The Republican People’s Party (CHP) and the Peace and Democracy Party (BDP,) for instance, have banded together to provide constitutional protection for people of the “third sex,” under a clause entitled “sexual orientation.” While the CHP
requests “fair trial” along with the ruling Justice and Development Party (AKP,) the BDP and Nationalist Movement Party (MHP) have also come together to issue similar demands in “human rights and the prevention of ill-treatment.” The AKP and the BDP have also presented joint proposals on “the principle of equality and the prevention of discrimination.” There are also controversial proposals such as “education in mother tongue and conscientious objection to military service,” presented by the BDP, but rejected entirely by the AKP and the MHP. The CHP
does seem warm to the idea of a down-to-earth entry on “conscientious objection,” though it opposes “education in mother tongue.”
The AKP is inclined to liberalize headscarves in institutions of higher education by insisting on the clause that “no one can be deprived of their right to education due to religious symbols” under a heading on the right to education. The CHP
is not expected to raise any objections. If the AKP brings the regulations on wearing headscarves in the public domain into question, however, then it could run into problems with the CHP. In that case, the AKP could strike a bargain with the MHP and the BDP to liberalize all “religious symbols” in all public domains, except for judges, police and teachers. The CHP
seems to be opposed to amending the current regulations governing headscarves in the public domain however, and its stance on this issue could lead to this matter being deferred for deliberations at a later date. The AKP leans toward a “non-patronizing” definition of secularism and wants an arrangement that will exclude the official ideology from the new constitution. The AKP would also like to see the introduction of a definition on “constitutional citizenship” in the new constitution.
The AKP could also bring forth suggestions on a presidential or a semi-presidential system in the new constitution, as they believe there are practical difficulties in implementing the principle of the separation of powers in a parliamentarian system.
The ruling party is also considering an arrangement that would allow 100 deputies to enter Parliament without actually having to overcome the national 10 percent election threshold, in addition to the 450 deputies who would still have to surpass the threshold to gain seats.
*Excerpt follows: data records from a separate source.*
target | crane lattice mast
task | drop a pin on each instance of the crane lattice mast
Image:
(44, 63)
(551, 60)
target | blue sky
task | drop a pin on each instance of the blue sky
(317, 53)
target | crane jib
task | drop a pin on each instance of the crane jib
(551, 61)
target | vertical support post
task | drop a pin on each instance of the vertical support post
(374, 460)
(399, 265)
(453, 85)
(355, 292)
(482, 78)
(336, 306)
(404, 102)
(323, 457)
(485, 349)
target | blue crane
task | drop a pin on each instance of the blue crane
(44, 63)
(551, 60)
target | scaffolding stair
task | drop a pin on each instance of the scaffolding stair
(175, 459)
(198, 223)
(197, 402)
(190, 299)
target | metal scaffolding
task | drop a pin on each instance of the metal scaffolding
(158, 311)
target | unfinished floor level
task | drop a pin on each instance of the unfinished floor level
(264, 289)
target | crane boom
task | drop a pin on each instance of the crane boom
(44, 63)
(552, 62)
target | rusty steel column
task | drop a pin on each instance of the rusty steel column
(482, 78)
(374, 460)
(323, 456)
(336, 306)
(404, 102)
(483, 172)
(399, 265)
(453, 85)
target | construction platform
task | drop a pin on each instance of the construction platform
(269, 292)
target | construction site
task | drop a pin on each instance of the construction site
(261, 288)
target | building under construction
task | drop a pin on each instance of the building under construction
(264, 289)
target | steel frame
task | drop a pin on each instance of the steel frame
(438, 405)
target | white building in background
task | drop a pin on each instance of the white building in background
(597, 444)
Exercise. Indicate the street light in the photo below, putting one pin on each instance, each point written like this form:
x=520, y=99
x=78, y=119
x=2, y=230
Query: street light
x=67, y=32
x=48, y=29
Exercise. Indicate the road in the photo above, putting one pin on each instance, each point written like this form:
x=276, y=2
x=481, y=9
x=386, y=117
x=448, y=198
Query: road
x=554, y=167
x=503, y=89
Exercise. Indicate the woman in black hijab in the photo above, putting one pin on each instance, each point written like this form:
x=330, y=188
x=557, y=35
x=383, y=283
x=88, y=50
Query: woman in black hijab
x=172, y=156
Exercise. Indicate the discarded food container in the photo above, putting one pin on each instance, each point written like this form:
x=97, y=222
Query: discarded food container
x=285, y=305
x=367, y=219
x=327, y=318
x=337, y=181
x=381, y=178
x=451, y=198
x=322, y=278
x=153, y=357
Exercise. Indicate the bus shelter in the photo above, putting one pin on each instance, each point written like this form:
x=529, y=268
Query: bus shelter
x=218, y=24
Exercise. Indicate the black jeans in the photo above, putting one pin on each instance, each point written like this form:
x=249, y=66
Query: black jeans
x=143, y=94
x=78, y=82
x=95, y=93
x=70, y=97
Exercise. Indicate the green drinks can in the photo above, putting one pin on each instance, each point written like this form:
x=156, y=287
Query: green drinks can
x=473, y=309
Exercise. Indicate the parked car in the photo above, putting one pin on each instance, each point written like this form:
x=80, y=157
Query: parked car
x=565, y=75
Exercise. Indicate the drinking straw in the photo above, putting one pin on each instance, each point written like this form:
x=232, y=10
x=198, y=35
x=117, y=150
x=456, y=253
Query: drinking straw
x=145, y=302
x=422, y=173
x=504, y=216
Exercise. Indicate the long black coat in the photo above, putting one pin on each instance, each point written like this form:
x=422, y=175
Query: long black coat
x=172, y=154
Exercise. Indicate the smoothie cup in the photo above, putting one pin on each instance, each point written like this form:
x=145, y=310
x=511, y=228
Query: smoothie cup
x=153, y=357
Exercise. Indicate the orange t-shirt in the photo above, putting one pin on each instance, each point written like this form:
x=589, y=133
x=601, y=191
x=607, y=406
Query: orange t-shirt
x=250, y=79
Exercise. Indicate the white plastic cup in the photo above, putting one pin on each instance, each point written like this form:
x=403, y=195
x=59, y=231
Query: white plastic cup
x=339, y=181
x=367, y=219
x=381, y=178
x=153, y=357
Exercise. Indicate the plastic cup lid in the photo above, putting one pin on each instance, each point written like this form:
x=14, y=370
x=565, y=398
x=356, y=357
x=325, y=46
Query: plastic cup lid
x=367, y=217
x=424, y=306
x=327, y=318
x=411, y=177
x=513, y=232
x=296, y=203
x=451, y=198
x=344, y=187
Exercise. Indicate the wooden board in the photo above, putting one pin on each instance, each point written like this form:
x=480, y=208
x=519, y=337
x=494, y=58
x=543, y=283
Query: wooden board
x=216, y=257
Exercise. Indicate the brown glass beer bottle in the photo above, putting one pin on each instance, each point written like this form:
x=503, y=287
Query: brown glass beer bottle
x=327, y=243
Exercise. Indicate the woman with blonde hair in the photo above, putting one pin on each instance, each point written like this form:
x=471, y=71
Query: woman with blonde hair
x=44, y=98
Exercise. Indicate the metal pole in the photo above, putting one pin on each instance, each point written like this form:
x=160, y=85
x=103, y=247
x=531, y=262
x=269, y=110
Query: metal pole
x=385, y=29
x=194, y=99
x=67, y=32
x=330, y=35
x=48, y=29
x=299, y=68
Among the goals of the new constitution is also to push the military back a step further, and the AKP is inclined to include an arrangement in the constitution to subordinate the General Staff to the Defense Ministry.
It seems the commission’s job is going to be even more difficult than what Parliament Speaker Cemil Çiçek
had foreseen if the suggestions leaking into the backrooms come forth unadulterated.
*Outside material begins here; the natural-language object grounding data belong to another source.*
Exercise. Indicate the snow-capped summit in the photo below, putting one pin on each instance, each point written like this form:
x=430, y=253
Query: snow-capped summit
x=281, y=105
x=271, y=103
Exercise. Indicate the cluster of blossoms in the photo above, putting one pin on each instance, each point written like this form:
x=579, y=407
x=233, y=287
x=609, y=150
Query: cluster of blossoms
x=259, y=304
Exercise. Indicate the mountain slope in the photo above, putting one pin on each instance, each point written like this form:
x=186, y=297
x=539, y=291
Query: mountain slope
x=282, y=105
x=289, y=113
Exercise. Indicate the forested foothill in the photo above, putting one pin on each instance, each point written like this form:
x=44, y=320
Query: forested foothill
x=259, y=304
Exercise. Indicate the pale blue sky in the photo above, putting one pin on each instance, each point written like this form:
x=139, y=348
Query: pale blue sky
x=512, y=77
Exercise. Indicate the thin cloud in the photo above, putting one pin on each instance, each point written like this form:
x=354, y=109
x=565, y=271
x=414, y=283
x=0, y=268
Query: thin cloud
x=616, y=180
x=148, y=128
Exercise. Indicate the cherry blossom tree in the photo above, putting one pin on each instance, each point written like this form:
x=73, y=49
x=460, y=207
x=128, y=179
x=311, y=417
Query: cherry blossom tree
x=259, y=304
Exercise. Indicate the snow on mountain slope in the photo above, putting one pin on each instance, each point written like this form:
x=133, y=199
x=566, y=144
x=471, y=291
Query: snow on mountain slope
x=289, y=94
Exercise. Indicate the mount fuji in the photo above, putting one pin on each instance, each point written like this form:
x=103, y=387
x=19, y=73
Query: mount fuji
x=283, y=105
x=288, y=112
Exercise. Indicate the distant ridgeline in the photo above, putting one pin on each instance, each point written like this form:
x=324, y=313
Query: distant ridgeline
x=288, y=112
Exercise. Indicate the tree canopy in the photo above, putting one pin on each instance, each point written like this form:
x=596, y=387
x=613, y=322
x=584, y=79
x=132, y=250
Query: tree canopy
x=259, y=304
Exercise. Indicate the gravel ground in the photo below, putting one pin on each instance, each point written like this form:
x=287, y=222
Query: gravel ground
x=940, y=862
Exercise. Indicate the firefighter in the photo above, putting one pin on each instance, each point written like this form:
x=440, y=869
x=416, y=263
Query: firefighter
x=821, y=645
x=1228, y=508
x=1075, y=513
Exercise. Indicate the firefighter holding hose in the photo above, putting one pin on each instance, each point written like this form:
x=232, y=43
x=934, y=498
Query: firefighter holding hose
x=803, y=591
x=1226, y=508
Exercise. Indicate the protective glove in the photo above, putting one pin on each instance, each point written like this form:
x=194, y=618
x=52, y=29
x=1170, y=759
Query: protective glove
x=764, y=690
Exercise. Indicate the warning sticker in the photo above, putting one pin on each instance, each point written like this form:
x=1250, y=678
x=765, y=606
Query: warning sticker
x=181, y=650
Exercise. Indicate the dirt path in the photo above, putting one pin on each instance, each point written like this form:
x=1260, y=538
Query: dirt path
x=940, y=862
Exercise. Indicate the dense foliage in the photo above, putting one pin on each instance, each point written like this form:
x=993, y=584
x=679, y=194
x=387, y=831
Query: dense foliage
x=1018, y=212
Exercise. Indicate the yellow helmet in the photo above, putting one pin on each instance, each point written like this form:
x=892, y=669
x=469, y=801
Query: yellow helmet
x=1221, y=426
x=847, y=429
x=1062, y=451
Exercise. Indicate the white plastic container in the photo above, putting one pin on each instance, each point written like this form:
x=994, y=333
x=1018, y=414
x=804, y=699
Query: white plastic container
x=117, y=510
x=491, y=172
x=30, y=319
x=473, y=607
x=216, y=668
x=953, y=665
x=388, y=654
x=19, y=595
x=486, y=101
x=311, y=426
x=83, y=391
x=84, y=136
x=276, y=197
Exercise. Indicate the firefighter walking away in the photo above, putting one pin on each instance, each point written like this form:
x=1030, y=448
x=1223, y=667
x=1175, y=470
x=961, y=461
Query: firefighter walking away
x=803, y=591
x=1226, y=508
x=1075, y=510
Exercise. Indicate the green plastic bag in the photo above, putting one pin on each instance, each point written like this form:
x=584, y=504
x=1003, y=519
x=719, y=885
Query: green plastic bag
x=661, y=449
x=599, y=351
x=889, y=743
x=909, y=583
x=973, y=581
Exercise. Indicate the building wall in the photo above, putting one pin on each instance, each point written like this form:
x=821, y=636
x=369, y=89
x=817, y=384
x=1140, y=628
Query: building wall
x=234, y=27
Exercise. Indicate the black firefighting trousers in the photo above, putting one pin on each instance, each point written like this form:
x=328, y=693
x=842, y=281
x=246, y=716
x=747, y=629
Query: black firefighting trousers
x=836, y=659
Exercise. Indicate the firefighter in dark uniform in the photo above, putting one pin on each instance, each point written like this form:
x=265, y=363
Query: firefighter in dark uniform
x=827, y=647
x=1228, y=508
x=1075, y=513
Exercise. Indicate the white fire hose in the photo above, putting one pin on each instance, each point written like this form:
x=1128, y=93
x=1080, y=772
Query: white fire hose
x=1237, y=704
Military coups’ basis to vanish?
Will the AKP amend the 35th article of the Turkish Armed Forces’ Internal Service Code, which is usually cited as the legal basis for Turkey’s past military coup d’etats? The article bestows upon the military the duty “to protect and maintain watch over the Republic.” The generals who delivered the Sept. 12, 1980
coup had cited this article as their justification. AKP’s Gaziantep deputy Şamil Tayyar
offered an amendment proposal at the start of April, but his call went unheeded. It is rumored that Deputy Prime Minister Bekir Bozdağ has been telling his close circle in recent days that they want to bring about
this arrangement as a government proposal. And thus, they are waiting for Prime Minister Recep Tayyip Erdoğan’s approval to proceed.
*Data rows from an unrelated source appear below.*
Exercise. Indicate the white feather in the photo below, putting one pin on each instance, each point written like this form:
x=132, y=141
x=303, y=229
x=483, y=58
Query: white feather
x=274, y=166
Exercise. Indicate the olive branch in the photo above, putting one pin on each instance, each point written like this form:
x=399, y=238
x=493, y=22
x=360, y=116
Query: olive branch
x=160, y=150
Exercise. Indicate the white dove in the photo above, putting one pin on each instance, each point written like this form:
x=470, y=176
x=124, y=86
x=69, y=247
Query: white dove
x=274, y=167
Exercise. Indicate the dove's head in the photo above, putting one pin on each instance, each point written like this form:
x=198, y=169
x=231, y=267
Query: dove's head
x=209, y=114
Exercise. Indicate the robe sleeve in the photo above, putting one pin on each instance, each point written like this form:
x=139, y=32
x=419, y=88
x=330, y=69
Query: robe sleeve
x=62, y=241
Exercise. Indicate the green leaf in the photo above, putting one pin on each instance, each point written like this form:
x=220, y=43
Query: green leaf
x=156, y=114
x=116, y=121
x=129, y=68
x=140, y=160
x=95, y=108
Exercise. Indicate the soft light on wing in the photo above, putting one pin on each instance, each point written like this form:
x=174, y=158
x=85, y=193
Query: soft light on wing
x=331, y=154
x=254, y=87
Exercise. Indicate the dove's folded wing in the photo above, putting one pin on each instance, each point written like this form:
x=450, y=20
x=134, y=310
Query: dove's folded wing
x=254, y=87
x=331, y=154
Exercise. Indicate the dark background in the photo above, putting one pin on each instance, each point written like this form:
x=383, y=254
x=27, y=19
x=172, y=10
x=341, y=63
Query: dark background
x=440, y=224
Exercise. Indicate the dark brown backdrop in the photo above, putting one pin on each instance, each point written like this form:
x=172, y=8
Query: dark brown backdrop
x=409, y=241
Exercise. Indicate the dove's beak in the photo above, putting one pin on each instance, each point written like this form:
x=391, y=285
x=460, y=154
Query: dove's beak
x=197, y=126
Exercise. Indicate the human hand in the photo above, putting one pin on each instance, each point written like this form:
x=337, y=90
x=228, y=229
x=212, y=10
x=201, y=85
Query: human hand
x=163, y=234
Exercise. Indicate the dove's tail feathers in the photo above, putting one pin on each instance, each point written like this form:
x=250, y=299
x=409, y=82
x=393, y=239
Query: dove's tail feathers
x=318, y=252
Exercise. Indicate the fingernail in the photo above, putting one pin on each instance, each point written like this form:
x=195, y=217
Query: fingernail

Minority rights on the doorstep
Parliament’s Reconciliation Commission is discussing the section on equality among the suggestions brought forth by all the four parties on “fundamental rights and freedoms.” All four parties are inclined to include minorities under this section. My observation, however, is that the commission is having a rough time over the definition of legally recognized entities. Despite this, the commission would like to alleviate the injustices against minorities by forging a definition for legally recognized entities that would grant minorities the license of representation. Good tidings may be just over the doorstep for minorities, as all the four parties lend their support to this effort.